Seung Eon Lee1 · Hyun Se Kim2 · Nam Ho Kim3 · Jung Yun Um4 · Ji Hwan Woo5

12345AI Competency Center, Shinhan Bank
5Korea University Graduate School of Management of Technology
Correspondence to: 1 AI Competency Center, Shinhan Bank, 55, Sejong-daero, Jung-gu Seoul, Koera, 04513, Korea.
2 AI Competency Center, Shinhan Bank, 55, Sejong-daero, Jung-gu Seoul, Koera, 04513, Korea.
3 AI Competency Center, Shinhan Bank, 55, Sejong-daero, Jung-gu Seoul, Koera, 04513, Korea.
4 AI Competency Center, Shinhan Bank, 55, Sejong-daero, Jung-gu Seoul, Koera, 04513, Korea.
5 AI Competency Center, Shinhan Bank, 55, Sejong-daero, Jung-gu, Seoul 04513, Koera, Adjunct professor, Korea University Graduate School of Management of Technology.
Email: jihwan woo@korea.ac.kr
Received June 26, 2021; Revised July 13, 2021; Accepted July 15, 2021.
This is an Open Access article distributed under the terms of the Creative Commons Attribution Non-Commercial License (http://creativecommons.org/licenses/by-nc/3.0) which permits unrestricted non-commercial use, distribution, and reproduction in any medium, provided the original work is properly cited.
Abstract
Determining whether the actual party to a transaction is a legal entity or a natural person in financial transactions is a key aspect of the customer identification system.
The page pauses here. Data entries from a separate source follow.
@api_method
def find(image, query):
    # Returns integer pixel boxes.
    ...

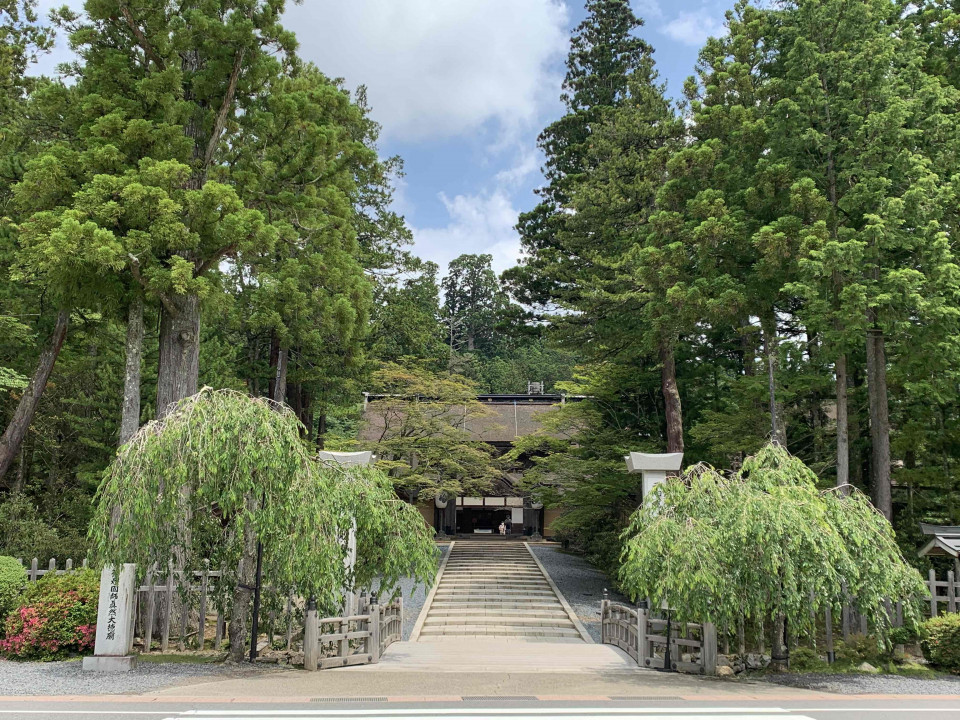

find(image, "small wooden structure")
[600,597,717,675]
[303,598,403,670]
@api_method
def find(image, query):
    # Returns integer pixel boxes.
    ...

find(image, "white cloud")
[284,0,568,140]
[660,10,726,45]
[413,189,520,273]
[632,0,663,20]
[412,145,542,274]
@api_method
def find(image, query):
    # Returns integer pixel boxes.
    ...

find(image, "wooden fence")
[14,558,378,667]
[303,598,403,670]
[600,592,717,675]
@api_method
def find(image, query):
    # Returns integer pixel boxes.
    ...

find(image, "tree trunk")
[770,614,789,670]
[273,348,289,403]
[317,412,327,450]
[157,294,200,418]
[867,324,893,520]
[120,295,143,445]
[0,310,70,479]
[761,319,787,447]
[229,493,257,662]
[835,354,850,494]
[660,340,683,452]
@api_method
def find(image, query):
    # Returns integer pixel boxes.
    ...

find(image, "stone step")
[440,577,550,589]
[433,590,554,601]
[430,605,569,620]
[429,603,566,616]
[420,625,580,638]
[424,615,573,628]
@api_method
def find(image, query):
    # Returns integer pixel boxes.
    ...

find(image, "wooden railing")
[600,593,717,675]
[303,599,403,670]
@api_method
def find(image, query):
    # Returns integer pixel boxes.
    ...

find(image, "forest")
[0,0,960,566]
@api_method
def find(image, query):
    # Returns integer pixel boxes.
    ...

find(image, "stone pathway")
[411,538,592,643]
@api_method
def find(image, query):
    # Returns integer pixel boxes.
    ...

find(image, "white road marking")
[183,707,790,720]
[167,708,813,720]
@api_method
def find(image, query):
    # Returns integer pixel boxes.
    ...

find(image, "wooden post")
[823,603,837,664]
[197,559,210,650]
[700,623,717,677]
[303,599,320,670]
[367,602,380,663]
[160,562,173,653]
[600,588,610,645]
[927,568,939,617]
[287,590,293,650]
[637,607,650,667]
[840,583,850,642]
[143,565,157,652]
[177,570,192,652]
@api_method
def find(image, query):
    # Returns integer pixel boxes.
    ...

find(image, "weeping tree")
[620,444,926,661]
[90,388,436,660]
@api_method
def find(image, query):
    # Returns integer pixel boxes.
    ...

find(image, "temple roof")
[360,394,583,444]
[917,523,960,558]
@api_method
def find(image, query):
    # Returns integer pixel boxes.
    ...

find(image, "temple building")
[360,383,583,538]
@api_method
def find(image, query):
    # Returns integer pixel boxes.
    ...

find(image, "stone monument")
[624,453,683,497]
[317,450,377,616]
[83,563,137,672]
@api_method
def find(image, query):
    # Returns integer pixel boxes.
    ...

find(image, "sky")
[38,0,733,273]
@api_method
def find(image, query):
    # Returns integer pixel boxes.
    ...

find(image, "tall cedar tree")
[761,0,960,518]
[506,0,652,304]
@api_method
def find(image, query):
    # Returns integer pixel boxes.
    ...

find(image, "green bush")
[0,494,87,566]
[0,555,27,638]
[0,570,100,660]
[890,627,918,645]
[790,648,830,672]
[920,613,960,673]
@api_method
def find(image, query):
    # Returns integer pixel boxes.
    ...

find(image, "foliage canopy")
[91,388,436,609]
[620,444,924,638]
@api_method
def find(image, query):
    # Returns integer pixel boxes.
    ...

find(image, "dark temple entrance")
[457,507,517,535]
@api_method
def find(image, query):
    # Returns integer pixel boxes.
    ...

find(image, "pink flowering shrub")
[0,570,100,660]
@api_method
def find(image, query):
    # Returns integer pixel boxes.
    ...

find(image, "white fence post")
[303,598,320,670]
[700,623,717,676]
[367,602,380,663]
[637,606,648,667]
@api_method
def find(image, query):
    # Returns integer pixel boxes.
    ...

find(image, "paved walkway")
[410,539,593,644]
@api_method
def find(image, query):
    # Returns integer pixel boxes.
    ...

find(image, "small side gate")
[600,597,717,675]
[303,599,403,670]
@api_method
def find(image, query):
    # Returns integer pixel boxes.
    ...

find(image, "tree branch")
[203,48,246,170]
[127,253,180,315]
[120,2,167,70]
[193,242,237,277]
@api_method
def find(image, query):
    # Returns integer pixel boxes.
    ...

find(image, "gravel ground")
[374,545,450,640]
[760,673,960,695]
[0,660,277,695]
[530,543,628,642]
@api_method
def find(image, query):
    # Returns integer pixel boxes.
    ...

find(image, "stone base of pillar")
[83,655,137,672]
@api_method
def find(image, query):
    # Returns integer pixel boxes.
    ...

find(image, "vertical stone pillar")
[624,453,683,497]
[83,563,137,672]
[317,450,377,617]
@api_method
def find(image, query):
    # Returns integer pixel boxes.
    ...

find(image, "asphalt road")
[0,697,960,720]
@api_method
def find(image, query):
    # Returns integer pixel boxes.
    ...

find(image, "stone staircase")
[418,539,589,642]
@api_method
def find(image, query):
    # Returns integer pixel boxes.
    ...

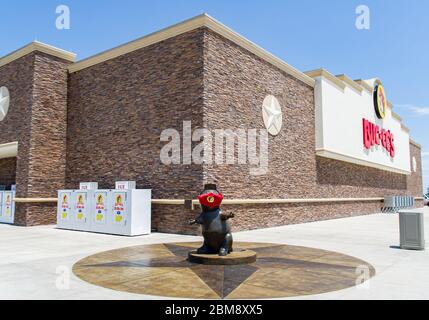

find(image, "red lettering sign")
[362,119,395,158]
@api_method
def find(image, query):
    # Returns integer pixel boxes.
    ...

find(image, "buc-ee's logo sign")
[362,83,395,158]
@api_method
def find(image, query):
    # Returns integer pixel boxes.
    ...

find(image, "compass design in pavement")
[73,242,375,299]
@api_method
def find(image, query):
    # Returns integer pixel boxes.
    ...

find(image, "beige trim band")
[337,74,364,93]
[69,14,315,87]
[0,41,76,67]
[304,68,346,90]
[316,149,411,175]
[355,79,374,94]
[13,198,58,203]
[14,198,384,206]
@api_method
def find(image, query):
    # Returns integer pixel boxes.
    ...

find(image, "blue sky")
[0,0,429,189]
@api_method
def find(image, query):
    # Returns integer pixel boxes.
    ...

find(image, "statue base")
[188,250,256,266]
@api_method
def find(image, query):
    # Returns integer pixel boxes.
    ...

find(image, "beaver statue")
[189,184,234,256]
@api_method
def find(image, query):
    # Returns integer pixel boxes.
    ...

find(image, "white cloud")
[395,104,429,116]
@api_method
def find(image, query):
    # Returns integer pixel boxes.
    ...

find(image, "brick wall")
[0,28,422,234]
[200,31,422,230]
[0,158,16,188]
[67,30,204,231]
[66,28,419,234]
[0,51,68,226]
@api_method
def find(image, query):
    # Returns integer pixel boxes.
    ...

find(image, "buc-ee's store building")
[0,15,423,233]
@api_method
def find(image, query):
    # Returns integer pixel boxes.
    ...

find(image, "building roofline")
[69,14,315,87]
[0,41,76,67]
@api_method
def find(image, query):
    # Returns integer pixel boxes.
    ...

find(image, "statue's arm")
[220,212,235,220]
[189,214,204,225]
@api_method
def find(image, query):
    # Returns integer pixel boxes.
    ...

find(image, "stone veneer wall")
[67,29,204,233]
[200,31,422,230]
[61,28,421,234]
[0,51,69,226]
[0,158,16,187]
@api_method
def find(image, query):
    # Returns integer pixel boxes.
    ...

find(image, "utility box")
[0,191,15,224]
[399,209,425,250]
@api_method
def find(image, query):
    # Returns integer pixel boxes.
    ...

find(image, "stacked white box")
[57,183,152,236]
[57,190,74,230]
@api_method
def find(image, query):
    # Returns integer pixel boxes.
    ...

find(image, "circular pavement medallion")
[73,242,375,299]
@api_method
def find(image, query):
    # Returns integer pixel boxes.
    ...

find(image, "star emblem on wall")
[0,87,10,121]
[262,95,283,136]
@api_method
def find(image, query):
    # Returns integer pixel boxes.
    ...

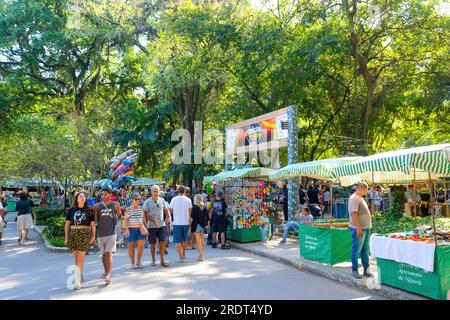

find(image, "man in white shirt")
[348,182,373,279]
[169,186,192,263]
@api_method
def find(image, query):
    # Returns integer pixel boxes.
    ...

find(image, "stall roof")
[205,167,273,181]
[269,157,360,180]
[334,144,450,186]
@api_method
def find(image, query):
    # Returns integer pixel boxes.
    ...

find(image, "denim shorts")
[173,225,189,243]
[127,228,145,242]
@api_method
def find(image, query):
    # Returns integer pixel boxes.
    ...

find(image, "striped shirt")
[128,208,144,228]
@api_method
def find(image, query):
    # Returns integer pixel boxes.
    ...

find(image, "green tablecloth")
[227,217,269,243]
[377,246,450,300]
[298,224,352,265]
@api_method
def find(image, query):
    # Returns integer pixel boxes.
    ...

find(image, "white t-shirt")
[169,196,192,226]
[323,191,330,202]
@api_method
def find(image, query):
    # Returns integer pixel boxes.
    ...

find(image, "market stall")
[370,230,450,300]
[208,167,282,242]
[269,157,358,265]
[335,144,450,299]
[299,223,352,265]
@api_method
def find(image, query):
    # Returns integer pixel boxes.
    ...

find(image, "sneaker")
[363,269,374,278]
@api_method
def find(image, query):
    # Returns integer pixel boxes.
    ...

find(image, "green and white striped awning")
[334,144,450,186]
[269,157,360,180]
[206,167,273,181]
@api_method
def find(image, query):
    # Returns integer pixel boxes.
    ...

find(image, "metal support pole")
[413,166,417,222]
[442,178,450,217]
[329,181,333,219]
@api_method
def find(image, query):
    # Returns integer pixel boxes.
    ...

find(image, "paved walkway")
[0,215,384,300]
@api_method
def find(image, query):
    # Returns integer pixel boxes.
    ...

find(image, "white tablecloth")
[370,234,435,272]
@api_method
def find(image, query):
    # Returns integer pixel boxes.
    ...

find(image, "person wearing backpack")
[94,187,122,284]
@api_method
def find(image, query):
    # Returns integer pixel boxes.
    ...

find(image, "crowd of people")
[61,185,230,289]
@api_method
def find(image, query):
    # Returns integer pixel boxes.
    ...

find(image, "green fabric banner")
[298,224,352,265]
[377,246,450,300]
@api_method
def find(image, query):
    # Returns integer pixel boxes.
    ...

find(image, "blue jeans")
[283,221,298,241]
[349,228,370,271]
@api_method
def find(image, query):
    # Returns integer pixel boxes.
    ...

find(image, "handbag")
[139,224,148,236]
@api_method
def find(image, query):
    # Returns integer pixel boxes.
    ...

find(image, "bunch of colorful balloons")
[108,150,138,189]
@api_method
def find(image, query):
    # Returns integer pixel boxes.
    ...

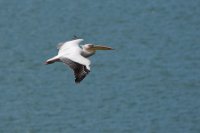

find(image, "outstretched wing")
[61,57,90,83]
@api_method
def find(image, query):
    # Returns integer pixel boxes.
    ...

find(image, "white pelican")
[45,39,112,83]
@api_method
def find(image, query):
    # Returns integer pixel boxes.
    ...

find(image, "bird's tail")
[45,56,60,65]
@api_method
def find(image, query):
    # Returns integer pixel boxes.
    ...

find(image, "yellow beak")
[92,45,113,50]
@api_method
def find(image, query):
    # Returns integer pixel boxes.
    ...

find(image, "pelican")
[45,39,113,83]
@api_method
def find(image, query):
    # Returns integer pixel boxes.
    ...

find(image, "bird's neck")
[81,48,95,58]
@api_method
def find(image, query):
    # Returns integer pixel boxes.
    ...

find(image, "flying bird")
[45,39,113,83]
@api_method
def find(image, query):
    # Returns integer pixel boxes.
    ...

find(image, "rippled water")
[0,0,200,133]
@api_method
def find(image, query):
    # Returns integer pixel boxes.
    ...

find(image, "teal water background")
[0,0,200,133]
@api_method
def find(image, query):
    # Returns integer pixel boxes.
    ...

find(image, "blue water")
[0,0,200,133]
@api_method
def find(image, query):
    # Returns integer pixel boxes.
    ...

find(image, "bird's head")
[83,44,113,51]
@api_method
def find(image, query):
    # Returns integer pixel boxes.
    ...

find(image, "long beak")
[92,45,113,50]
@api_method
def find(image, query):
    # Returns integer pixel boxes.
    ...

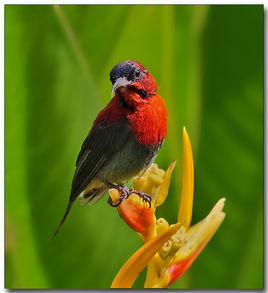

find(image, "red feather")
[93,91,168,145]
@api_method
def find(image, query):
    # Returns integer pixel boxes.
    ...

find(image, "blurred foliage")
[5,5,263,288]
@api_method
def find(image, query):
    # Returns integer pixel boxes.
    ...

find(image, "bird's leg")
[106,182,131,207]
[129,188,152,208]
[105,182,151,207]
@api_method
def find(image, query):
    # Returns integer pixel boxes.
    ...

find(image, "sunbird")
[54,60,168,236]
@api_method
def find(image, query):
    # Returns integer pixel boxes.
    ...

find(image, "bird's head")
[110,60,158,104]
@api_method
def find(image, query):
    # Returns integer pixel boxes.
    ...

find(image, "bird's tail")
[53,199,74,238]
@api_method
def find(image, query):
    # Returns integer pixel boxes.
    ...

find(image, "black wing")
[54,120,130,236]
[70,121,130,200]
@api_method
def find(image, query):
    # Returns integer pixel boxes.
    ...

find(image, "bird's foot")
[107,185,151,208]
[129,188,152,208]
[107,185,131,207]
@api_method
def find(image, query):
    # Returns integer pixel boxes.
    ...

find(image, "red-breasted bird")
[54,60,168,235]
However, the existing deep learning-based natural language processing technology has a disadvantage in that it cannot be applied to determine whether a given word is a name of a natural person or a corporate because it recognizes a word or sentence as a minimum unit of natural language. In this paper, based on deep learning, a model for judging whether a given word is a natural person’s name was proposed for the first time in the financial sector through analysis of syllables, the smallest unit constituting a word in Korean. Through the proposed method, it is possible to distinguish between legal entities and natural persons in financial transaction data with a high level of accuracy and speed. Therefore, it is possible to replace the work that relied on the experience of professional personnel when performing the existing financial services with artificial intelligence, and the throughput is expected to increase. In addition, it is meaningful in that it provided a benchmark that can be referenced when introducing this method in the financial industry in the future by providing a comparative experiment on the customer confirmation model with various AI-based models.
Keywords : Customer due diligence, digital finance, language Model.